さらに DINOv2 や DINOv3 といった手法の登場で、この傾向は決定的になりました。これらのモデルが生成する特徴マップは、猫の足一つひとつを正確に追跡したり、衛星画像の意味的な構造を分解したりと、教師あり学習(ラベル付きデータ)に匹敵する、あるいはそれを超える表現力を持っています。
「自己教師あり学習の目的関数は、私たちが持つ最良のもの(教師あり学習)に追いつこうとしています」
計算コストの壁と Flash Attention の進化
ViT が優位性を確立したもう一つの要因は、計算効率の劇的な向上です。当初、ViT はパッチ間の全結合処理により O(N^4) という莫大な計算量を抱えていました。
しかし、LLM(大規模言語モデル)の世界で開発されたFlash Attentionなどの技術がビジョン分野にも持ち込まれました。これにより、メモリ効率と計算速度が飛躍的に向上し、ViT の実用化における最大のボトルネックであった「計算コスト」の問題は解決されました。
巨大モデルの壁と Roboflow が挑む「柔軟性」
しかし、ここで新たな課題が浮かび上がります。MAE や DINOv2 で学習された大規模な事前学習モデル(バックボーン)は、驚異的な性能を持つ一方で、デプロイにおける柔軟性の欠如という致命的な弱点を抱えています。

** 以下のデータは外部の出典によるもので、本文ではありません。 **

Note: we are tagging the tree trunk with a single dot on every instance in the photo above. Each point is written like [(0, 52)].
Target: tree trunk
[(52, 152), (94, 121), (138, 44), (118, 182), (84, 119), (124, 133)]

例えば、SAM3(Segment Anything Model 3)のような強力なモデルは 8 億パラメータを有し、T4 GPU で実行するにも 300 ミリ秒かかります。これは、低消費電力のエッジデバイスやリアルタイム性が求められる現場では使い物にならないレベルです。
「巨大な事前学習モデルに頼ると、アーキテクチャが対象に対して全くバイアスを持っていないため、必要に応じて巨額の費用を投入しなければなりません。」
つまり、「ワンサイズフィッツオール」の巨大モデルしか使えず、ハードウェアやタスクに合わせて最適化することが困難なのです。
次世代のエッジ AI:NAS による軽量化と実用化
この課題に対し、Roboflow はニューラルアーキテクチャ探索(NAS: Neural Architecture Search)を活用した解決策を提示しました。彼らは、巨大な事前学習モデルの性能を損なわずに、ターゲットとなるハードウェアやデータに合わせてアーキテクチャを自動的に最適化する手法を開発しています。
RF100VL というデータセットを用いた評価では、SAM3 のファインチューニングと比較して約 40 倍の高速化を実現しました。これは、巨大モデルの性能とエッジデバイスの制約を両立させる画期的な成果です。
Roboflow のアプローチは、既存の基盤モデルインフラにドロップイン互換性のある「柔軟なノブ」を導入し、ターゲットデータやハードウェアに応じて組み合わせることで、高性能かつ軽量なモデルファミリーを一括生成します。これにより、従来は畳み込みベースの手法が支配していたリアルタイム処理領域でも、トランスフォーマーベースのモデルがその座を奪うことが可能になりました。
まとめ
ビジョン分野におけるアーキテクチャ設計は、「構造にバイアスを埋め込む」時代から「大規模データで自ら学習する」時代へと完全に移行しました。しかし、その先には巨大モデルの実用化という新たな壁があります。Roboflow が示したように、次世代の AI は、単に性能を追求するだけでなく、NAS による軽量化と柔軟なデプロイこそが、エッジ AI を支える不可欠な要素となるでしょう。